En cuanto a su decisión de desechar la ejercitación del curso audiovisual sobre el vocabulario de la cotidianidad francesa, con el elogio de París, la culinaria, o los quesos, vinos y el arte de la France Éternelle, Luis prefería que sus alumnos fueran capaces de aprovechar al máximo la estancia en Córcega para oír y entender sin confundirse, las clases de los expertos franceses sobre materia agronómica, virológica y todo lo relativo a su trabajo científico.
Total, que la mujer se dio cuenta de que el excombatiente montonero Luis Irigoyen no era ningún exiliado improvisador de pamplinas y ella había metido la pata hasta la cadera al sobreestimar un curso concebido para ensalzar la cultura y civilización francesas, y no para desarrollar la ciencia del Tercer Mundo. No le pidió disculpas, pero dio marcha atrás; y Luis regresó al aula con la manguera reivindicada y su fonética en ristre.

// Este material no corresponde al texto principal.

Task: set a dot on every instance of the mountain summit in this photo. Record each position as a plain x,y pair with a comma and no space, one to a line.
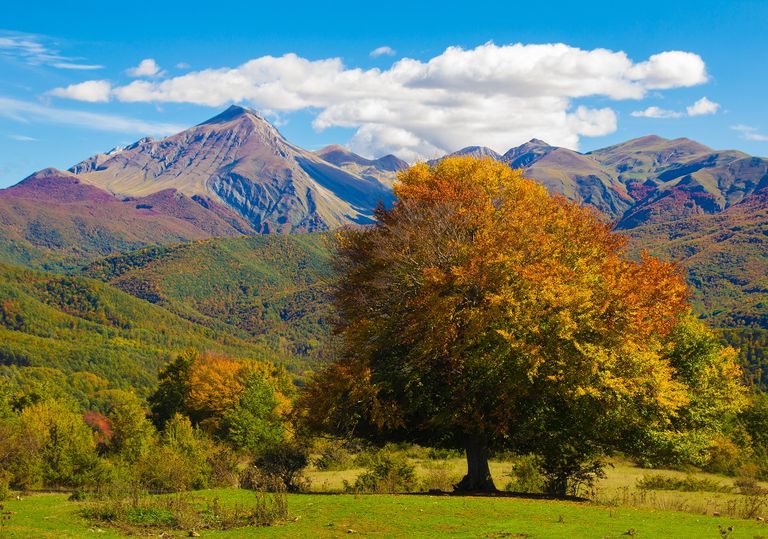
239,159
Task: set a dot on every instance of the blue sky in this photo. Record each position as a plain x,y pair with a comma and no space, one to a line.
592,65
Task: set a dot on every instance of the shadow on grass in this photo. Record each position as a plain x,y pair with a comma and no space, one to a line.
460,494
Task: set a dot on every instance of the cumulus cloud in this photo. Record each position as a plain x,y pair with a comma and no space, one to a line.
750,133
702,107
492,95
382,51
146,68
27,112
35,49
656,112
92,91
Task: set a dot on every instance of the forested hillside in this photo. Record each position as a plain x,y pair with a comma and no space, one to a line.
70,324
272,290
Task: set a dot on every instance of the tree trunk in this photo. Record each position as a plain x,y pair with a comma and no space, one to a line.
478,478
557,486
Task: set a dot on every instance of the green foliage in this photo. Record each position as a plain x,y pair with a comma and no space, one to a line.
526,475
687,484
172,388
139,515
388,472
271,290
752,344
132,432
281,467
253,425
81,325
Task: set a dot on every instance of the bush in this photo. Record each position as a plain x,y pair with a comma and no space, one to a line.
526,475
686,484
282,464
436,453
749,487
181,513
333,456
439,476
388,473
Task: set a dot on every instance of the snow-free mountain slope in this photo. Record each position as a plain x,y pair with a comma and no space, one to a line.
241,160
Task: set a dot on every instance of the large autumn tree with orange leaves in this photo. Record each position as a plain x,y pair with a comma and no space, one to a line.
482,313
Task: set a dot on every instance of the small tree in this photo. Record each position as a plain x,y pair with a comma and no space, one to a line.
482,313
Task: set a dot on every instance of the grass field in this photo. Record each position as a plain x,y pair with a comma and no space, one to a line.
325,514
330,515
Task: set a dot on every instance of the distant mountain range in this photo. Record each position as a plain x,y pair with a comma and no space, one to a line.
241,160
236,174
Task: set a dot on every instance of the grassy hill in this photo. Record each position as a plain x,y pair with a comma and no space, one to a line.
272,290
75,324
51,220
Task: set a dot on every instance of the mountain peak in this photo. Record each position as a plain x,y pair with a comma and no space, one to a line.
233,112
537,142
50,174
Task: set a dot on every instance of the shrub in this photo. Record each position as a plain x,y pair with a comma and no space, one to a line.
439,476
749,487
181,513
686,484
436,453
526,475
388,473
333,456
282,464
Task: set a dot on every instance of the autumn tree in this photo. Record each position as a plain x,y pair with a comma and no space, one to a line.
242,402
482,313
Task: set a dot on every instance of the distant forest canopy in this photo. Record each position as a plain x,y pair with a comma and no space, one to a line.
260,297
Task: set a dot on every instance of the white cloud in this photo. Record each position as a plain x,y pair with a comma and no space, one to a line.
146,68
492,95
750,133
28,112
702,107
35,49
92,91
382,51
656,112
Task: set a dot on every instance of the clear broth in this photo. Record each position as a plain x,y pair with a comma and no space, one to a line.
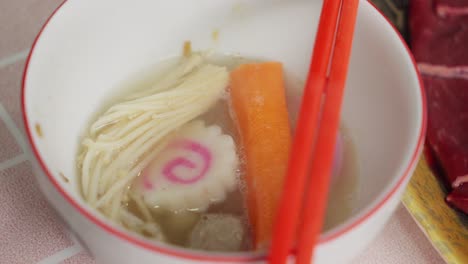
177,226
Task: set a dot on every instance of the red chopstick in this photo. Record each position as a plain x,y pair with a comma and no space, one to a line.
304,146
290,204
322,162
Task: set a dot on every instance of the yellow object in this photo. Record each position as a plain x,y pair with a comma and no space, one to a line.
447,229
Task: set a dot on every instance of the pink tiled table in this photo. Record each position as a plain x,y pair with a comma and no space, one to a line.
29,230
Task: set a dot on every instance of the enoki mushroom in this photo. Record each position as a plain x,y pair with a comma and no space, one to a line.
123,140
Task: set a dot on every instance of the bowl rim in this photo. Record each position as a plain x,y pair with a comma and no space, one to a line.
190,255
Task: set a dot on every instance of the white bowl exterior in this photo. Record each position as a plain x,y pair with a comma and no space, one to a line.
80,57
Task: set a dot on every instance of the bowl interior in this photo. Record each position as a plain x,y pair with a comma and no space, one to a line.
81,57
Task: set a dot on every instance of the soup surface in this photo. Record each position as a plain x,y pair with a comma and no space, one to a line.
220,223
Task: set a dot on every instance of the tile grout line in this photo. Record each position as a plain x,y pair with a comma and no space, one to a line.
61,255
14,130
8,60
13,161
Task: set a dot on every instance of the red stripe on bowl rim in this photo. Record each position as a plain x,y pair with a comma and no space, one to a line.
185,254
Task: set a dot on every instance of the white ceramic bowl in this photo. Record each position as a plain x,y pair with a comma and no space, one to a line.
87,48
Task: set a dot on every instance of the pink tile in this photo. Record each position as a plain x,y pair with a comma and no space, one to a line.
80,258
10,83
20,21
29,228
401,242
9,148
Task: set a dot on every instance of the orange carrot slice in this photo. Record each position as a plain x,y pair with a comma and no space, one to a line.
259,103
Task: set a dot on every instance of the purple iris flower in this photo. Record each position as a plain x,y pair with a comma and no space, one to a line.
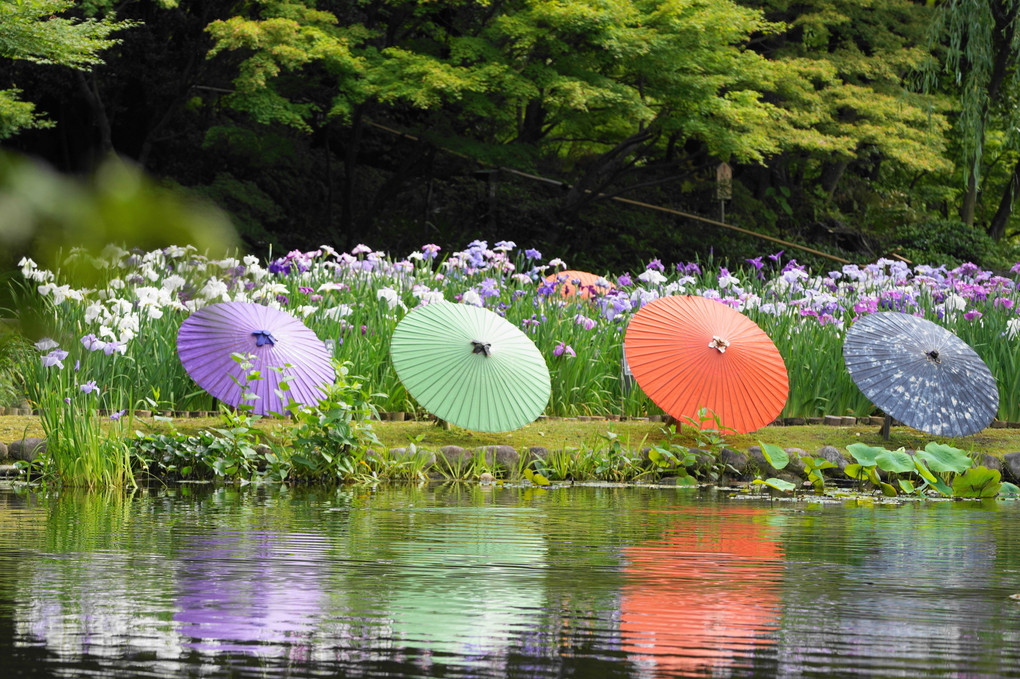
562,349
54,358
279,266
489,288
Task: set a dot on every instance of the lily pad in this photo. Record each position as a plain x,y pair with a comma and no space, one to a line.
864,454
895,461
942,458
977,482
775,456
777,483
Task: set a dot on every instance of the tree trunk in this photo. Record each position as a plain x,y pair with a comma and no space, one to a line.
342,232
969,206
90,89
997,229
831,173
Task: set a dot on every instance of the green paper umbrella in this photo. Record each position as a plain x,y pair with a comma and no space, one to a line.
470,367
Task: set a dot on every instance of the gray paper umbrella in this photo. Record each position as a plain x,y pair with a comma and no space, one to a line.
470,367
921,374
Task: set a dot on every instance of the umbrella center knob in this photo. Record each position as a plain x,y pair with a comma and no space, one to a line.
263,336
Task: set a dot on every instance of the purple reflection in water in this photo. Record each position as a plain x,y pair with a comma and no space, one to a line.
258,592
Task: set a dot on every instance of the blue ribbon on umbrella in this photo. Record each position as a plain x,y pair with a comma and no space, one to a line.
262,336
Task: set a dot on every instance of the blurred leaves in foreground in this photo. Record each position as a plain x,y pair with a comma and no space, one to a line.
46,213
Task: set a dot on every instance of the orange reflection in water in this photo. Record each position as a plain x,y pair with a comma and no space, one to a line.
705,594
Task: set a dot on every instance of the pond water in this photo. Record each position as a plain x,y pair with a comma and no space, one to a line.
461,580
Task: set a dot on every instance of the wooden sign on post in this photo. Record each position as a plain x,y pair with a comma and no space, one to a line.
724,181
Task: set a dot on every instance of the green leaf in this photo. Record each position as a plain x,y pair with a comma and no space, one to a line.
942,458
1009,490
941,487
895,461
865,455
777,483
856,472
774,455
539,479
923,470
977,482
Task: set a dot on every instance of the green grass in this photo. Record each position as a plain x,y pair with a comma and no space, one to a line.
558,434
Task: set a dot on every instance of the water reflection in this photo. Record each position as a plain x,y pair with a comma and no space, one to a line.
256,592
592,582
703,596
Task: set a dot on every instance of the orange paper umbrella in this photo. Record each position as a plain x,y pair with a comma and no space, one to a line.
572,282
689,354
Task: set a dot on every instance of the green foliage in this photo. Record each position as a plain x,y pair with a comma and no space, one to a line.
814,467
774,455
46,214
939,468
329,438
775,484
977,482
15,352
35,31
946,242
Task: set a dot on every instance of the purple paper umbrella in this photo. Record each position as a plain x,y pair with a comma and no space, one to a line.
271,337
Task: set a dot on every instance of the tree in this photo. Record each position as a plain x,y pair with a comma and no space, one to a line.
980,48
33,31
605,89
852,123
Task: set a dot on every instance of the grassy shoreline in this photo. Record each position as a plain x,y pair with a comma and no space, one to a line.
555,434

El local donde daba sus clases se hallaba en una casona antigua de Miramar. El curso incluía una lección que transcurre en un supermercado. Una señora escoge alimentos, se acerca a la caja y al flexionarse un poco para pagar, un huevo se le cae al piso. Con su voz de soprano y una civilizada alarma la dama comenta: Oh, j’ai cassé un œuf: «Ay, se me ha roto un huevo». Pero en el aula de Luis, la frasecita dio pie para que algunos graciosos remedaran a la señora con caídas de ojo y vocecitas feminoides. Hubo también algún comentario zafado sobre la naturaleza del huevo que se le rompiera al alumno Fulano o Mengano; y pasados unos pocos días, cuando ya estaban en otra lección, se les quemó el único tubo de luz fría que los alumbraba desde un techo de alto puntal. Minutos después, un electricista encaramado a horcajadas sobre una escalerilla de tijera, hizo un mal movimiento y se fue de lado. Y la hermosa mulata Carmita que lo estaba observando, al verlo en su irremediable caída, solo atinó a taparse la boca, abrir muy grandes los ojos, y antes de oírse el estruendo del porrazo, gritó alarmada: Oh, j’ai cassé un oeuf.
Años después, el exiliado Irigoyen llegó a oficiar como profesor del Departamento de Lingüística y Letras Clásicas de la Facultad de Filología en la Universidad de La Habana, y en una ocasión se valió del exabrupto de Carmita ante el inminente porrazo del electricista, como un ejemplo de los estudios de Noam Chomsky sobre las estructuras profundas del lenguaje y en particular de la poesía; y en otra, para amenizar un seminario sobre lo que mucho antes, Ferdinand de Saussure llamara «la arbitrariedad del signo lingüístico».